Skip to content

v4.8.0-beta00012

Pre-release
Pre-release
Compare
Choose a tag to compare
@NightOwl888 NightOwl888 released this 19 Sep 08:22
· 1120 commits to master since this release

This release contains important bug fixes and performance enhancements.

Known Issues

  • After installation, when upgrading from versions of Lucene.Net 4.8.0-beta00009 or higher may require a restart of all instances of Visual Studio in order to reload the code analysis analyzer.
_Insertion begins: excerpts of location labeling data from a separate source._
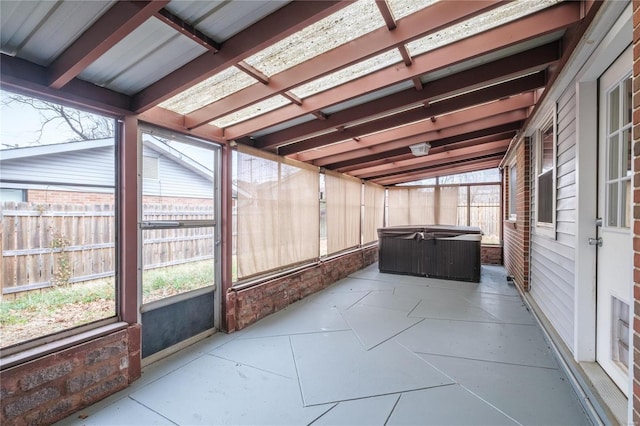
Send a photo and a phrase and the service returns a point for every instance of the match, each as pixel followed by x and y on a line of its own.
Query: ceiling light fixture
pixel 420 149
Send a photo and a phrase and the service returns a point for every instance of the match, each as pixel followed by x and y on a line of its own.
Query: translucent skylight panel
pixel 210 90
pixel 402 8
pixel 478 24
pixel 252 111
pixel 337 29
pixel 347 74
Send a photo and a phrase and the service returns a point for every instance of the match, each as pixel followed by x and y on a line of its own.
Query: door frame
pixel 616 39
pixel 193 298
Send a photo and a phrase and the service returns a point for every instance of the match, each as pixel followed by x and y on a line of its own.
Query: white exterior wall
pixel 553 253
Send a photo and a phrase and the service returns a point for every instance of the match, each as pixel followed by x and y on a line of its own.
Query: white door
pixel 614 243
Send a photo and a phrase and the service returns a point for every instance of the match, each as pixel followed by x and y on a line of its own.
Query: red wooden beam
pixel 509 88
pixel 535 25
pixel 528 61
pixel 187 30
pixel 114 25
pixel 30 79
pixel 273 28
pixel 418 163
pixel 489 115
pixel 442 170
pixel 436 155
pixel 423 22
pixel 486 134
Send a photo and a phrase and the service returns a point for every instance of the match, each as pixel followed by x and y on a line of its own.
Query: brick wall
pixel 50 388
pixel 491 255
pixel 244 307
pixel 516 233
pixel 38 196
pixel 636 212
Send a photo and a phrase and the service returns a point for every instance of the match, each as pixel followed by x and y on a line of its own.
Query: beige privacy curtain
pixel 411 206
pixel 373 211
pixel 448 205
pixel 277 214
pixel 423 206
pixel 343 211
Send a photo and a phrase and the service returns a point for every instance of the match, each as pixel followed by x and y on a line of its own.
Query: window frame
pixel 549 124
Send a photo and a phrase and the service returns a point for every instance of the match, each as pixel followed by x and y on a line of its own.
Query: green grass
pixel 50 300
pixel 157 283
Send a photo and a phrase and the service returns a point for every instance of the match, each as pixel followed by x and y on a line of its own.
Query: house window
pixel 512 191
pixel 619 156
pixel 150 167
pixel 15 195
pixel 545 174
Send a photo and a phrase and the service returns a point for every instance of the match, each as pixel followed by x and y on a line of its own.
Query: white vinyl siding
pixel 175 180
pixel 89 167
pixel 552 259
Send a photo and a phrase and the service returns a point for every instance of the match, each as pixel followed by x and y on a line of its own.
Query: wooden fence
pixel 45 245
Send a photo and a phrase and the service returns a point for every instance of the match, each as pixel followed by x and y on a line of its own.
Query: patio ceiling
pixel 344 85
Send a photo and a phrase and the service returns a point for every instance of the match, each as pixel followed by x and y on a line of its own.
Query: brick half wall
pixel 246 306
pixel 54 386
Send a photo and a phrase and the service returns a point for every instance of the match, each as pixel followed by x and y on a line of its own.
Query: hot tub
pixel 438 251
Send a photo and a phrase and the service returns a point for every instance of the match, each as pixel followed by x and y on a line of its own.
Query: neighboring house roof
pixel 186 160
pixel 348 86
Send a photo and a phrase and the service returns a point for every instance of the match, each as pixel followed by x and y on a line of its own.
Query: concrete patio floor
pixel 371 349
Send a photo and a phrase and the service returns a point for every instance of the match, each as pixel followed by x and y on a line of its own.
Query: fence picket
pixel 87 235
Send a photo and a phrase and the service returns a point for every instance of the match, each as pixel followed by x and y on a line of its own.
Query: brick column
pixel 636 211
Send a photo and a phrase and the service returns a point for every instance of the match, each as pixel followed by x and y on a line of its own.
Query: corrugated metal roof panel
pixel 368 97
pixel 39 31
pixel 149 53
pixel 221 20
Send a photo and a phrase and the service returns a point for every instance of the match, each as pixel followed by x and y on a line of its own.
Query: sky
pixel 19 125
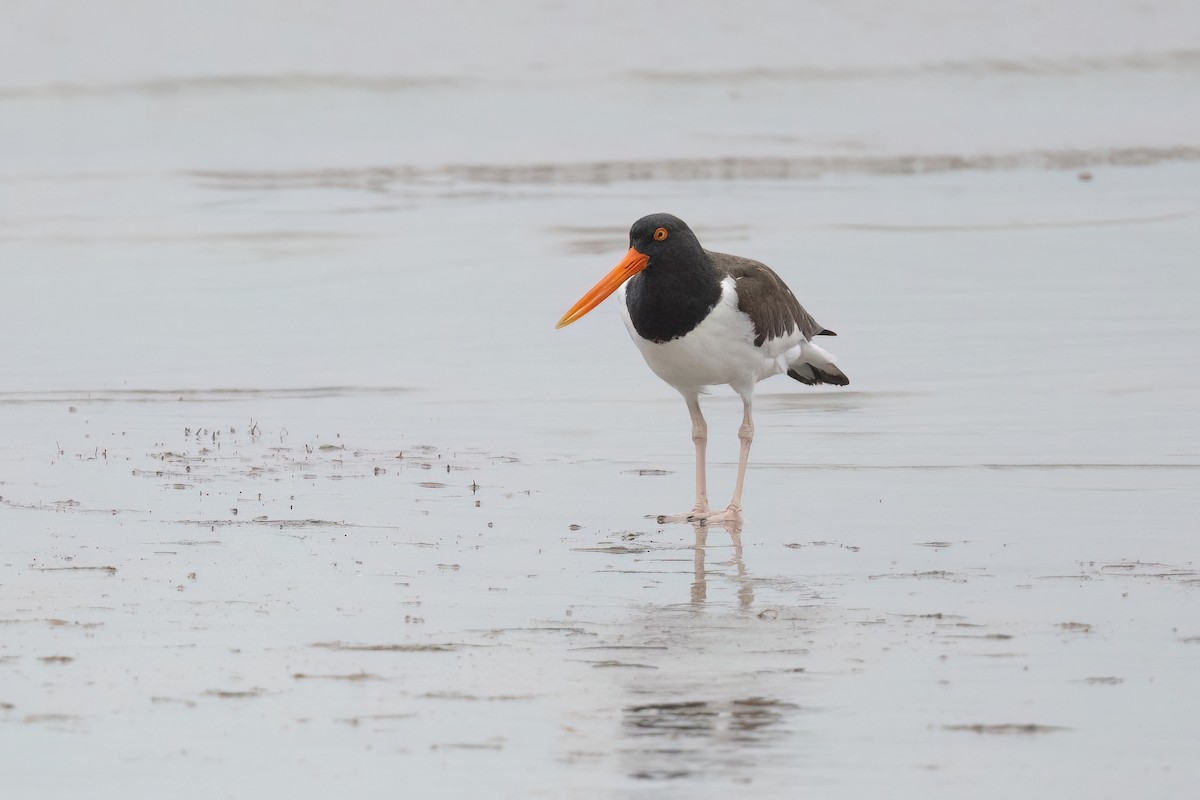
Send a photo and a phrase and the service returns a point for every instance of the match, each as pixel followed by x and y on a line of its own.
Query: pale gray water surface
pixel 301 493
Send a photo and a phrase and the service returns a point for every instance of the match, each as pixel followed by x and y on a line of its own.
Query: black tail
pixel 811 374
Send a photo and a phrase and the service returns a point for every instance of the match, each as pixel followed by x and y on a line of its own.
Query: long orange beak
pixel 629 266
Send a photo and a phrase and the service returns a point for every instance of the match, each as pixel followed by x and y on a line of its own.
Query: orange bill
pixel 629 266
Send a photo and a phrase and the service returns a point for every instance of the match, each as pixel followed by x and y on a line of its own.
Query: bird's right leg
pixel 700 437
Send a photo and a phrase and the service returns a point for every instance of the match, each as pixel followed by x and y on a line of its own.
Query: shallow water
pixel 301 492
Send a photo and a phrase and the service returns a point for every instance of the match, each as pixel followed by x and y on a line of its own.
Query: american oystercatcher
pixel 706 319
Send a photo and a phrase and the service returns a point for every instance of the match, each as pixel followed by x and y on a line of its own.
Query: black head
pixel 664 238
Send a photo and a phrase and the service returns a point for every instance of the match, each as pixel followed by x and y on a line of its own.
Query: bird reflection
pixel 700 579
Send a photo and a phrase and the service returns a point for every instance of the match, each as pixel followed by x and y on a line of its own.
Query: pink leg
pixel 745 433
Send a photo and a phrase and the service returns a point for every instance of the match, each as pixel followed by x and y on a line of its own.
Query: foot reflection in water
pixel 697 738
pixel 700 582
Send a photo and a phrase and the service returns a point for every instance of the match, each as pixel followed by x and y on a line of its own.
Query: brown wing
pixel 766 299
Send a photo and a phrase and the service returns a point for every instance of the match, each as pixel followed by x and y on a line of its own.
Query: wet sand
pixel 301 492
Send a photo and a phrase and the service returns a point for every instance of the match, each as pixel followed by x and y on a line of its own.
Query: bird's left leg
pixel 745 433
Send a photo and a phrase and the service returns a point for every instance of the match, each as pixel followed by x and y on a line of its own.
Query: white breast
pixel 719 350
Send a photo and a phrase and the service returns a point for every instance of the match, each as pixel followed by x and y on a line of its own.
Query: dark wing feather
pixel 766 299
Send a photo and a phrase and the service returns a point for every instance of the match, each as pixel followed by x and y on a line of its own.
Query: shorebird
pixel 706 319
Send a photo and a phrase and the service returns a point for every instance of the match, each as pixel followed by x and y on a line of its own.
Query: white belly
pixel 719 350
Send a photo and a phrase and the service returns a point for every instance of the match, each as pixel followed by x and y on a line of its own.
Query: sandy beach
pixel 303 494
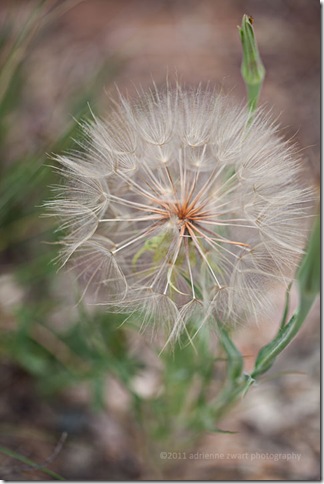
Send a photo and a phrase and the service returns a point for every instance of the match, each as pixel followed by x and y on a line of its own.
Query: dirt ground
pixel 277 424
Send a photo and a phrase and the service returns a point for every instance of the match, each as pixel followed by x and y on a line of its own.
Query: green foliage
pixel 30 464
pixel 252 69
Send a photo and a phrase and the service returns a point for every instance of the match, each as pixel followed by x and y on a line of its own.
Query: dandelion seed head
pixel 180 207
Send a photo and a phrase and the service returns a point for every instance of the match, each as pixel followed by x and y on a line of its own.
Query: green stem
pixel 252 69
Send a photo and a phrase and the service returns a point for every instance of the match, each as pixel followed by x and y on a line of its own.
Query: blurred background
pixel 64 370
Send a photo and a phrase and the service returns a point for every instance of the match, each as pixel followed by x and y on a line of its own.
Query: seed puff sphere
pixel 180 206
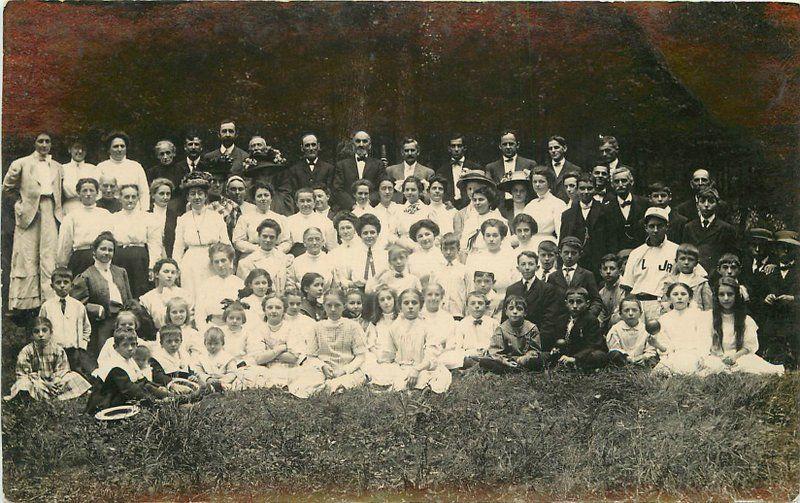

  • The lucene-cli tool requires an appsettings.json file, but none was shipped. Upon running lucene on the command line, the following error will be presented:

    F:\Projects\lucenenet>lucene
    Unhandled exception. System.IO.FileNotFoundException: The configuration file 'appsettings.json' was not found and is not optional. The         physical path is 'C:\Users\shad\.dotnet\tools\.store\lucene-cli\4.8.0-beta00010\lucene-cli\4.8.0-beta00010\tools\netcoreapp3.1\any\appsettings.json'.
    at Microsoft.Extensions.Configuration.FileConfigurationProvider.HandleException(ExceptionDispatchInfo info)
    at Microsoft.Extensions.Configuration.FileConfigurationProvider.Load(Boolean reload)
    at Microsoft.Extensions.Configuration.FileConfigurationProvider.Load()
    at Microsoft.Extensions.Configuration.ConfigurationRoot..ctor(IList`1 providers)
    at Microsoft.Extensions.Configuration.ConfigurationBuilder.Build()
    at Lucene.Net.Cli.Program.Main(String[] args) in D:\a\1\s\src\dotnet\tools\lucene-cli\Program.cs:line 27
    

    Adding a text file named appsettings.json to the location specified in the error message with opening and closing brackets will prevent the exception.

    appsettings.json

    {
    }
    

    IMPORTANT: There must be at least opening and closing curly brackets in the file, or it won't be parsed as valid JSON.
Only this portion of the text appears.